Regarding @Petri_Gostowski’s very good question, I’ll answer from GiG’s perspective. GiG currently has about 160 sites, most of which are smaller local ones and some larger global ones, with AskGamblers being the spearhead. According to rumors, AskGamblers also has an active community and forum where discussions take place regarding operators’ offerings, promotions, reviews, etc. If I recall correctly, there are over half a million registered users. This naturally reduces dependency on search engine results, and on the other hand, a long history likely improves rankings. A broad portfolio, in turn, is beneficial for upselling to operator customers. It is easy to offer campaigns targeting new markets to existing operator customers when your own portfolio supports this. Similarly, larger operators want to work with these bigger affiliate firms when multiple markets can be operated from a single point of contact.

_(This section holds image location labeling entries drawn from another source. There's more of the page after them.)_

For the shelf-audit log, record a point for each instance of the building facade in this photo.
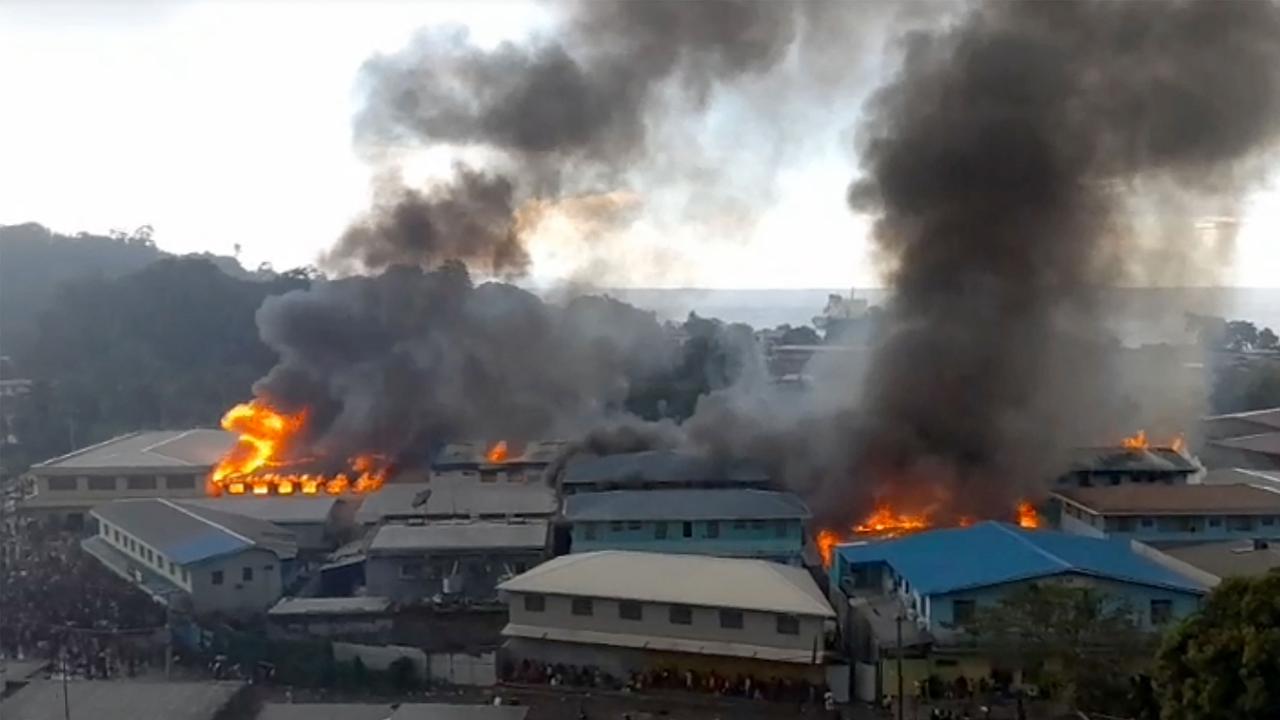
(625, 611)
(451, 560)
(172, 464)
(731, 523)
(1193, 513)
(210, 561)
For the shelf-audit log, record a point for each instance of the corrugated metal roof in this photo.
(449, 534)
(120, 700)
(1124, 460)
(691, 504)
(657, 466)
(990, 554)
(402, 711)
(1133, 499)
(186, 450)
(192, 534)
(663, 643)
(330, 606)
(682, 579)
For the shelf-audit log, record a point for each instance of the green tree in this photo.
(1078, 639)
(1224, 661)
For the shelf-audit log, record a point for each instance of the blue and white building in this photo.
(730, 523)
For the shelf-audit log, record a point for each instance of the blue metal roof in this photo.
(991, 554)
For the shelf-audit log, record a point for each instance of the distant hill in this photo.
(36, 263)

Thinking about Alma and Iltalehti, it also came to mind that larger affiliate firms operate the betting sections of these traditional media outlets, which are popular worldwide. GiG, for example, has a partnership with News Corp UK & Ireland: https://www.news.co.uk/latest-news/gaming-innovation-group-enters-into-partnership-with-news-uk/. I could imagine such cooperation models landing in Finland as well, in the digital newspapers of Alma and Sanoma, if that becomes possible when Finland moves to a new gambling licensing system and marketing is allowed in that regard.

Regarding @Onni_Maiha’s question, GiG no longer runs its own B2C sites; it sold those business operations to Betsson in 2020. Regarding the history, it should be noted that at that point, the group was in financial difficulties and the sale was partly forced to get the balance sheet into better shape and focus the business on the B2B side. In a way, it is a turnaround company, and the history might still weigh on the current valuation. By the way, the sold Guts, Rizk, Kaboo, and Thrills brands still operate on GiG’s platform, and at least Rizk has successfully expanded in the Balkan region, in Croatia and Serbia. Generally, the casino side is more profitable for operators, and I’ve joked with friends that the SB (sportsbook) side serves as a customer acquisition channel for the casino. When evaluating player value for operators, the highest-value customers use both casino and sports.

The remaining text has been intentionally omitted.